Gegara Viral Ngopi di Kedai, Napi Korupsi Dipindah ke Lapas Nusakambangan
Gegara Viral Ngopi di Kedai, Napi Korupsi Dipindah ke Lapas Nusakambangan

Gegara Viral Ngopi di Kedai, Napi Korupsi Dipindah ke Lapas Nusakambangan

Frankenstein45.Com – 23 April 2026 | Menteri Imigrasi dan Pemasyarakatan Agus Andrianto mengumumkan bahwa narapidana korupsi bernama Supriadi dipindahkan ke Lapas Nusakambangan setelah terdeteksi singgah di sebuah kedai kopi di Kota Kendari, Sulawesi Tenggara. Penangkapan kembali ke publik melalui video yang kemudian menjadi viral di media sosial, memicu pertanyaan mengenai keamanan dan disiplin narapidana di dalam sistem pemasyarakatan.

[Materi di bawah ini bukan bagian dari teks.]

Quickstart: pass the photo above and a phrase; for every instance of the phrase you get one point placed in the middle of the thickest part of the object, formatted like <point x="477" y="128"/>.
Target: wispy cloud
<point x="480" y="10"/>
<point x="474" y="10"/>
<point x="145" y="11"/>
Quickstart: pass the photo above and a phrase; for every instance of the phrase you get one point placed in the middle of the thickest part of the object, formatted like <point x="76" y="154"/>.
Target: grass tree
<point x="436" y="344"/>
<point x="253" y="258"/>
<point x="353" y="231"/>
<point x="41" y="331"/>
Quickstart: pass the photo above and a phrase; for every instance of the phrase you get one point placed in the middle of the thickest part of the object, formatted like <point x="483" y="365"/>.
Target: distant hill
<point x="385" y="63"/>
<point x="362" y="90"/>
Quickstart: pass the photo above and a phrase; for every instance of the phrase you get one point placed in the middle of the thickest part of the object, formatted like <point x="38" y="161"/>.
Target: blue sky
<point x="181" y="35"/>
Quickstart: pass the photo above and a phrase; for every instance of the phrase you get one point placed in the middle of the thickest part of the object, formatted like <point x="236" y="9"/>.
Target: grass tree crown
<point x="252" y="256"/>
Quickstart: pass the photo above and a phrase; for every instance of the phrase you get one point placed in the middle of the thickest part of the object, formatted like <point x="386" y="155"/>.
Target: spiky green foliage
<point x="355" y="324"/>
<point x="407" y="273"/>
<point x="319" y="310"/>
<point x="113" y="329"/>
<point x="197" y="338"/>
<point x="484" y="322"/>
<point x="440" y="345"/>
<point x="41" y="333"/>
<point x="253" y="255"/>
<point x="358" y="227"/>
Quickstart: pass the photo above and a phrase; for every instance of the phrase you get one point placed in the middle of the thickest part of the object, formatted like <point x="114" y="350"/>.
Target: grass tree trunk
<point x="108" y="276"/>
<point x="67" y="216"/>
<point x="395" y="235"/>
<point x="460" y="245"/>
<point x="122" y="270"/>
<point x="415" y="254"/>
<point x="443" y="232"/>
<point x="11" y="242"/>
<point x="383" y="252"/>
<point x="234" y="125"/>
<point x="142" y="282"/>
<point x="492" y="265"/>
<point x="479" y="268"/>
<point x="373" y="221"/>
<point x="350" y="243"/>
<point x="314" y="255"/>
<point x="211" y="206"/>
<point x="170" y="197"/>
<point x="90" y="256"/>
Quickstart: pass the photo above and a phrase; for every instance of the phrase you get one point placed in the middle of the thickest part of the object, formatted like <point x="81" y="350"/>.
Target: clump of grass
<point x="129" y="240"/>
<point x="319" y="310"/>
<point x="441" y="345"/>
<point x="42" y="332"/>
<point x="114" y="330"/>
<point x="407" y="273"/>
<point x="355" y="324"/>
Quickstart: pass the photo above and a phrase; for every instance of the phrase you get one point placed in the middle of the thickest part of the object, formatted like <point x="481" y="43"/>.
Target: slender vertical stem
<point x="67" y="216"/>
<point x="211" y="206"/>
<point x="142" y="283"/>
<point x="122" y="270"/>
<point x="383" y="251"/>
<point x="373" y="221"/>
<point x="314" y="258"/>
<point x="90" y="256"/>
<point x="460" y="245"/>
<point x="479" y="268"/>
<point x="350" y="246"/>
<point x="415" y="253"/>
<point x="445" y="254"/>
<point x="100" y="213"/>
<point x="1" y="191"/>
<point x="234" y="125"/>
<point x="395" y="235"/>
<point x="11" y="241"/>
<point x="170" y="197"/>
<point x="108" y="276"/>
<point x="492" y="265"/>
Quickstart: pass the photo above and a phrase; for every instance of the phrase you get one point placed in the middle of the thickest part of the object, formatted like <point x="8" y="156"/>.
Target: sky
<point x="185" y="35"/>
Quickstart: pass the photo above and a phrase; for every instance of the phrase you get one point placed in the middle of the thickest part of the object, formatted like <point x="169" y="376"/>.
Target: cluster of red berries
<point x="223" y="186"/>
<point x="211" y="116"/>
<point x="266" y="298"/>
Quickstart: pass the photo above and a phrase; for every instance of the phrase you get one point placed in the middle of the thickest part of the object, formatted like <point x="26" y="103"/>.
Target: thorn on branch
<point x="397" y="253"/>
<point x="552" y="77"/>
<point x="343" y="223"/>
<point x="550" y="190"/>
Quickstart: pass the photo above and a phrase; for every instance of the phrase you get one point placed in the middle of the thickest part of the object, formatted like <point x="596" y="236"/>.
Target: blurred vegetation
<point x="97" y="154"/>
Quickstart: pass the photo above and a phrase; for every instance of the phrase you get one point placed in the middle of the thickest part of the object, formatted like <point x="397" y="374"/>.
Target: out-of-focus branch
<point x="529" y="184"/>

Supriadi, yang sebelumnya dijatuhi hukuman penjara karena terlibat dalam kasus korupsi terkait proyek infrastruktur, diketahui keluar dari fasilitas pemasyarakatan pada malam hari dan mengunjungi kedai kopi lokal. Kejadian ini terungkap lewat rekaman yang diunggah oleh saksi mata, menimbulkan keprihatinan bahwa narapidana dapat melakukan pelanggaran prosedur tanpa terdeteksi.

Menanggapi insiden tersebut, Menteri Agus Andrianto menjelaskan bahwa keputusan pemindahan ke Lapas Nusakambangan diambil demi meningkatkan pengawasan dan mencegah potensi pelanggaran lebih lanjut. Ia menambahkan bahwa Lapas tersebut memiliki tingkat keamanan tertinggi di Indonesia, sehingga dianggap paling tepat untuk menampung narapidana dengan risiko pelanggaran yang tinggi.

  • Penetapan hukuman awal Supriadi: 12 tahun penjara karena korupsi proyek infrastruktur.
  • Lokasi pelanggaran: Kedai kopi di Kota Kendari, Sulawesi Tenggara.
  • Langkah yang diambil: Pemindahan ke Lapas Nusakambangan dengan tingkat keamanan maksimum.

Pihak kepolisian setempat juga melakukan penyelidikan terkait kemungkinan adanya jaringan yang membantu narapidana keluar dari kawasan penjara. Sementara itu, publik dan organisasi hak asasi manusia menyoroti perlunya transparansi dalam proses pemindahan narapidana serta penegakan disiplin yang lebih ketat di semua lembaga pemasyarakatan.